The epiblast of the mantle has the special capacity of secreting a shell, and the integument of the foot has also a more or less similar property in that it forms the operculum, and a byssus in some Lamellibranchiata, other parts of the integument form the radula, setæ in Chiton, and other similar structures.
Nervous system. The origin of the nervous system in Mollusca is still involved in some obscurity. It is the general opinion amongst the majority of investigators that the nervous ganglia in Gasteropods and Pteropods are formed from detached thickenings of the epiblast. Both Lankester (No. [239]) and Fol (No. [249]‑[251]) have arrived at this conclusion, and Rabl has shewn by sections that in Planorbis there are two lateral thickenings of the epiblast in the velar area; from which the supra-œsophageal ganglia become subsequently separated off. The observations on the pedal ganglia are less precise: they very probably arise as thickenings of the epiblast of the side of the foot.
According to Fol, the nervous system in the Hyaleacea amongst the Pteropoda originates in a somewhat different way. A disc-like area appears in the centre of the velum, which soon becomes nearly divided into two halves. From each of these there is formed by invagination a small sack. The axes of invagination of the two sacks meet at an angle on the surface. The cavities of the sacks become obliterated; the sacks themselves become detached from the surface, fuse in the middle line, and come to lie astride of the œsophagus. Fol has detected a similar process in Limax. The exact origin of the pedal ganglia was not observed, but Fol is inclined to believe that they develop from the mesoblast of the foot.
A very different view is held by Bobretzky (No. [242]), whose observations were made by means of sections.
The supra-œsophageal and pedal ganglia are formed according to this author as independent and ill-defined local thickenings of cells which are apparently mesoblastic. The two sets of ganglia appear nearly simultaneously, and later than the rudiments of the auditory and optic organs.
In the Cephalopoda there seems to be but little doubt, as first pointed out by Lankester, that the various ganglia originate in what is apparently mesoblastic tissue.
There is still very much requiring to be made out with reference to their origin, unless details on this subject are given in Bobretzky’s Russian memoir. It would seem however that each ganglion develops as an independent differentiation of the mesoblast (unless the optic and cerebral ganglia are from the first continuous)[112]. The corresponding ganglia of the two sides become subsequently united and the various ganglia become connected by their proper commissural cords. The ganglia are shewn in figures [124], [126], and [127].
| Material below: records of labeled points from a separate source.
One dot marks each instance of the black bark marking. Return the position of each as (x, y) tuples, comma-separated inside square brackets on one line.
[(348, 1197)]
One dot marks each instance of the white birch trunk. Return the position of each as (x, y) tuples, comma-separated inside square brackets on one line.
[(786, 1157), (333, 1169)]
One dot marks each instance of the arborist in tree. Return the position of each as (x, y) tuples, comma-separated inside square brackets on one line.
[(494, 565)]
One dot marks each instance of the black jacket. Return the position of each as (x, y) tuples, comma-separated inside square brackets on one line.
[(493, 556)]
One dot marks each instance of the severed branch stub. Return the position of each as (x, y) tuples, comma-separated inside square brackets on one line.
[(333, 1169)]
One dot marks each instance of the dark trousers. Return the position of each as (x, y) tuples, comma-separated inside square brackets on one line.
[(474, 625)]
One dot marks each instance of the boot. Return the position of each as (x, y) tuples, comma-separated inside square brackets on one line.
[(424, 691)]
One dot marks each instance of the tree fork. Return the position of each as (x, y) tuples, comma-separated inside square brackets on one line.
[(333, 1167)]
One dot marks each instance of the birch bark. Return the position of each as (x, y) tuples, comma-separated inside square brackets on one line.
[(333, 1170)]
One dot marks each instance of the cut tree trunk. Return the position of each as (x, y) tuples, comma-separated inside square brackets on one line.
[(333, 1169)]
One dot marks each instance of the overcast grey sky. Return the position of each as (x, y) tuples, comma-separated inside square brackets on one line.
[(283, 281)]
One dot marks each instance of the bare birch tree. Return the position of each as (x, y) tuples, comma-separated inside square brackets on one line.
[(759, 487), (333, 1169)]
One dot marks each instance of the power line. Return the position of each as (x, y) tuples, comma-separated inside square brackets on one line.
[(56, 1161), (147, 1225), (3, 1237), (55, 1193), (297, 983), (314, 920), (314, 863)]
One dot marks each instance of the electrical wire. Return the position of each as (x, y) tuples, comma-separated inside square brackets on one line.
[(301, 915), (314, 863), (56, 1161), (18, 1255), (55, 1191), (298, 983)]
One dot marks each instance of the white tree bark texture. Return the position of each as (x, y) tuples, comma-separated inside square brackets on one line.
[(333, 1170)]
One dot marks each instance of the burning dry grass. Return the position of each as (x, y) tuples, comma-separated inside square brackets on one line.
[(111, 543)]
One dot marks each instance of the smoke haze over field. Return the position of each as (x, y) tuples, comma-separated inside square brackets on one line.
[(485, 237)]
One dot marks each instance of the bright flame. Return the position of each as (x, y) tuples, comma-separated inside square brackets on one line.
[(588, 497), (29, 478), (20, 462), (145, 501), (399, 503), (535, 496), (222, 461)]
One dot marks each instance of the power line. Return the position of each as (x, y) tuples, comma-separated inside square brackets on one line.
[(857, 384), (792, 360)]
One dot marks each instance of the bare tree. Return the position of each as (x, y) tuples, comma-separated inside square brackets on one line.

In Lamellibranchiata the development of the nervous system has not been worked out.
The two points which are most striking in the development of the nervous system of Mollusca are (1) the fact that in the Cephalopoda at any rate it is developed from tissue apparently mesoblastic; and (2) the fact that the several ganglia frequently originate quite independently, and subsequently become connected.
With reference to the first of these points it should be noticed that the supra-œsophageal and pedal ganglia are at first respectively connected with the optic and auditory organs, and that these sense organs are in some cases at any rate developed anteriorly in point of time to the ganglia. It seems perhaps not impossible that primitively the ganglia may have been simply differentiations of the walls of the sense organ, and perhaps their apparent derivation from the mesoblast is really a derivation from cells which primitively belonged to the walls of these sense organs. Bobretzky’s observations on Fusus fit in well with this view.